Why Does AI Use Water? The Alarming Truth Behind Every Prompt
You’ve probably seen the claim: one ChatGPT prompt equals a bottle of water. It’s been repeated so many times on Reddit and social media that it’s become a kind of shorthand for AI’s environmental cost. It’s also, depending on what you’re actually measuring, both true and wildly misleading at the same time.
The real story is more interesting than a single scary number, and understanding it actually matters, because AI water use is shaping real infrastructure decisions in real American communities right now. This guide explains why AI uses water in the first place, walks through the actual per-prompt numbers with their sources, and covers what’s happening at the scale that matters most: the data centre campuses being built across the country.
Why Does AI Use Water? The Quick Answer
AI uses water primarily to cool the data centres that run it. Racks of GPUs generate enormous heat, and many data centres rely on evaporative cooling, a system that uses water in the same way sweat cools your skin, to keep that hardware from overheating.

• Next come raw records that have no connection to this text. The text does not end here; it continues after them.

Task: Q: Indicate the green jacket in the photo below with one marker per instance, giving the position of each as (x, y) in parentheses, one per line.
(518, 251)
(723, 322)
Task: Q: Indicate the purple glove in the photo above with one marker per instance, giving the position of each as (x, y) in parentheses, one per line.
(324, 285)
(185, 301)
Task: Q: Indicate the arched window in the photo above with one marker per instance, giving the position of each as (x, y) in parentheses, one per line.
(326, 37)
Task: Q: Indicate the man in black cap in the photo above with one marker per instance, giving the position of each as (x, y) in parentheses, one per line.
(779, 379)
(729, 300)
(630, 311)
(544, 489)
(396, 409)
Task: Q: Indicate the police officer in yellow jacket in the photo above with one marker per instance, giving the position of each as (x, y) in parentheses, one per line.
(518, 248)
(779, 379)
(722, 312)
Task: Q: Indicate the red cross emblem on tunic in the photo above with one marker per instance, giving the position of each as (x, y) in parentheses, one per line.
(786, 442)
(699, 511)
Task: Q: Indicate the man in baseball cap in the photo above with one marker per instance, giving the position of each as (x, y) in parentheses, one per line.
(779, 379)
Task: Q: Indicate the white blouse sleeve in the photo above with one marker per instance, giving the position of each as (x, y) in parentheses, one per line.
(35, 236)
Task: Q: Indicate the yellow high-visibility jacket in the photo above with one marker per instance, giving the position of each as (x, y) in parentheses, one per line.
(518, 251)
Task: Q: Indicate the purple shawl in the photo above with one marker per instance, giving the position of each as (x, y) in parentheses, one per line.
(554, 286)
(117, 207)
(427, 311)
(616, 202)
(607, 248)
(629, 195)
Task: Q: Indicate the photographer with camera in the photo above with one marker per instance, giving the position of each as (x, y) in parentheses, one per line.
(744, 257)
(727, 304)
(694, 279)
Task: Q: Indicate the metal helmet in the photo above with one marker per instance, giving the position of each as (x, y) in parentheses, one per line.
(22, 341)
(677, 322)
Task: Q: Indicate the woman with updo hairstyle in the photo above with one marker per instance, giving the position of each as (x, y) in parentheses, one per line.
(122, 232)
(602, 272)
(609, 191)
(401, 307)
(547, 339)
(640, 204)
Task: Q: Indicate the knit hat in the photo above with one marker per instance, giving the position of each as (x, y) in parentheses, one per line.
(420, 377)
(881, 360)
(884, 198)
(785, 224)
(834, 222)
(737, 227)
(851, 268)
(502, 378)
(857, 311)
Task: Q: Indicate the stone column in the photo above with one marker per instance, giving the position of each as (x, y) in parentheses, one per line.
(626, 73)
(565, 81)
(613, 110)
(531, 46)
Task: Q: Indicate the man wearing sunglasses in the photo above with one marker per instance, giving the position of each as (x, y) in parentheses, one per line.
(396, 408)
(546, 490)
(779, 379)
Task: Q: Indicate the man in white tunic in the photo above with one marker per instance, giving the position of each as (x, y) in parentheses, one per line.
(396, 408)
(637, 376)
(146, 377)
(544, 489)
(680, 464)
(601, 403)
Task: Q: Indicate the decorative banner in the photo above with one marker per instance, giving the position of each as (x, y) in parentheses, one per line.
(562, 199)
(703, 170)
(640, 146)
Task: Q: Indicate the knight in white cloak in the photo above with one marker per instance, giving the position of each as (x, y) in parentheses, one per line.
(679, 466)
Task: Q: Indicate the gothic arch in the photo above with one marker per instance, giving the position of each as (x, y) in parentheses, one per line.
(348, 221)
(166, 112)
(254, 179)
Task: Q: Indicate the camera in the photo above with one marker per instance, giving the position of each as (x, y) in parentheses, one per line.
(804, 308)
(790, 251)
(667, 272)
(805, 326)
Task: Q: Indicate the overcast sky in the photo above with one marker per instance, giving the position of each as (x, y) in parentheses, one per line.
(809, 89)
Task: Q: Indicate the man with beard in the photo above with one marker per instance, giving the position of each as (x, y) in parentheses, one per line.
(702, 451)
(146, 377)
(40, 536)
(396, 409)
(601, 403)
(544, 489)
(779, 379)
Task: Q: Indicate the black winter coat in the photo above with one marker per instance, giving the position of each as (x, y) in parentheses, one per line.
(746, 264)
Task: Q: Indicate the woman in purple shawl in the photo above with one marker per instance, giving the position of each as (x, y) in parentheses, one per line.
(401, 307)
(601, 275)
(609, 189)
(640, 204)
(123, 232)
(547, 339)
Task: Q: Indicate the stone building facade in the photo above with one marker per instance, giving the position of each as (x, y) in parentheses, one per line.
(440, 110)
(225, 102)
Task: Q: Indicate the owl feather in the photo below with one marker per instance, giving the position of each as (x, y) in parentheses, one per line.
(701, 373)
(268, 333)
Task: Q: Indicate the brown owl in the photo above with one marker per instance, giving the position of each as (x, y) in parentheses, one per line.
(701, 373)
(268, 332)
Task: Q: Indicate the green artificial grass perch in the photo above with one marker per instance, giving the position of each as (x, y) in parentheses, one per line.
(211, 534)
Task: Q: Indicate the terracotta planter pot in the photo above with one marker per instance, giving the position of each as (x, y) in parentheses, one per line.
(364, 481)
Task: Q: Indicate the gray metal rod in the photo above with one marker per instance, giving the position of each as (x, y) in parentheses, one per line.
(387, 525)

The per-prompt water figure you’ve seen depends entirely on what’s being counted. Google’s own 2025 disclosure put a median Gemini text prompt at about 0.26 millilitres of on-site water. The widely cited “bottle of water” figure, roughly 519 millilitres, comes from a 2023 University of California, Riverside study estimating a 100-word GPT-4 response and includes indirect water used to generate the electricity, not just cooling at the data centre itself. Both numbers are legitimate. They’re just measuring different things.

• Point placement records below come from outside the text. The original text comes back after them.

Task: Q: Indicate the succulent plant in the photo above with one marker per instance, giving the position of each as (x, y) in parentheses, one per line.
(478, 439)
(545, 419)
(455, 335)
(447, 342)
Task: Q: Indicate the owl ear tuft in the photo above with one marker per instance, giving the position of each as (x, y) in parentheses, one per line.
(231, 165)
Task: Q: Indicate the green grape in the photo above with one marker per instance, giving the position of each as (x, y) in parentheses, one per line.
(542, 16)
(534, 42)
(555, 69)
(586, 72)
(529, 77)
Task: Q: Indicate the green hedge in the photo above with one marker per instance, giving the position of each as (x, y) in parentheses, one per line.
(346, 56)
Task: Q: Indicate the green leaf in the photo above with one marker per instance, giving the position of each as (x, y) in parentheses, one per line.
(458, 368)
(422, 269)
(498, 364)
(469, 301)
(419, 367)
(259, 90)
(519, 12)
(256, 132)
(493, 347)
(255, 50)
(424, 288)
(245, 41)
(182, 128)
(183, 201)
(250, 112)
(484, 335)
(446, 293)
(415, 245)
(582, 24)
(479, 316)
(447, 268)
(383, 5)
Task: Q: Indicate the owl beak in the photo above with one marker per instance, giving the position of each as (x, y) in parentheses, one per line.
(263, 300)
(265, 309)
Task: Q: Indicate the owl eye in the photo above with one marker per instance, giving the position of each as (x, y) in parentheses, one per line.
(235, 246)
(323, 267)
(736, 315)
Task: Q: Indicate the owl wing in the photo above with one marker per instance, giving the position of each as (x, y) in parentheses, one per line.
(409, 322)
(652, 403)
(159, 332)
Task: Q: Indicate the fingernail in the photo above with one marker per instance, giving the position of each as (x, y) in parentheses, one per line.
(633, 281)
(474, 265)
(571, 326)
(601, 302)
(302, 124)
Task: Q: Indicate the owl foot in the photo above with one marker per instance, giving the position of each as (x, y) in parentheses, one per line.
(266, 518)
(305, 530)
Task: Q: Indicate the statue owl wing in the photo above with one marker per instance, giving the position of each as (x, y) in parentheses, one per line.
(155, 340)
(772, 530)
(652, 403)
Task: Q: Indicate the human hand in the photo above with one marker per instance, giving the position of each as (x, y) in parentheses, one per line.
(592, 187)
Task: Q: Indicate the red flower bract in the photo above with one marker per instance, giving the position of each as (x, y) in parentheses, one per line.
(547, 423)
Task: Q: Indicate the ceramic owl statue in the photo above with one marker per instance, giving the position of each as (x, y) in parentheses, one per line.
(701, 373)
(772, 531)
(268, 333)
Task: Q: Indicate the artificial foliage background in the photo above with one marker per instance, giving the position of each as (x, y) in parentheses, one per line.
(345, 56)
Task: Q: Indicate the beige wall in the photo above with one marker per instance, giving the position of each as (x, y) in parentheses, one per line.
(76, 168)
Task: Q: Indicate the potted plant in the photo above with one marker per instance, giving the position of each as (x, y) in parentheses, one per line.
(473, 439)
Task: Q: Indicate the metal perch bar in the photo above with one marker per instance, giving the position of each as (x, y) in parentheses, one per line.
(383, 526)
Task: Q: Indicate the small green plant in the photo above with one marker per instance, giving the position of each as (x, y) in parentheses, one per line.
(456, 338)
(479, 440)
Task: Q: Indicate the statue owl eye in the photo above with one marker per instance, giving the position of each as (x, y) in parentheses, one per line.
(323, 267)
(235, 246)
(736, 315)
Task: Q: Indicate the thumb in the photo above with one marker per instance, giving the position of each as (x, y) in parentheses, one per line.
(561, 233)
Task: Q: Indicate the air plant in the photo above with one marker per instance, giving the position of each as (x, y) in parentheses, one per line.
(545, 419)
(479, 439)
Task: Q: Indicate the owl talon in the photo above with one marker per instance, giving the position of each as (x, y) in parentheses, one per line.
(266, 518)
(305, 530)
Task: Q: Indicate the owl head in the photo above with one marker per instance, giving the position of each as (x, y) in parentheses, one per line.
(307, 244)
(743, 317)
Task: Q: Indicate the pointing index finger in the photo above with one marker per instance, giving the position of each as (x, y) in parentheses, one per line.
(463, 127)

Zoom out from individual prompts, though, and the aggregate picture is genuinely significant. Berkeley Lab found U.S. data centres directly consumed 17.4 billion gallons of water in 2023, with an estimated 211 billion gallons more consumed indirectly through the power plants generating their electricity, and that direct figure is projected to reach 38 to 73 billion gallons annually by 2028.
Why Does AI Use Water in the First Place?
Every time a GPU processes a prompt, it converts electricity into computation, and almost all of that electricity eventually becomes heat. A single AI data centre can pack thousands of high-performance chips into one building, running at full load nearly around the clock, which generates an enormous, concentrated heat load that has to go somewhere.
Water is simply a very efficient way to move that heat out of the building. It has a far higher thermal capacity than air, meaning it can absorb and carry away more heat per unit of volume, which is why so much data centre cooling infrastructure is built around it rather than relying purely on fans and air conditioning.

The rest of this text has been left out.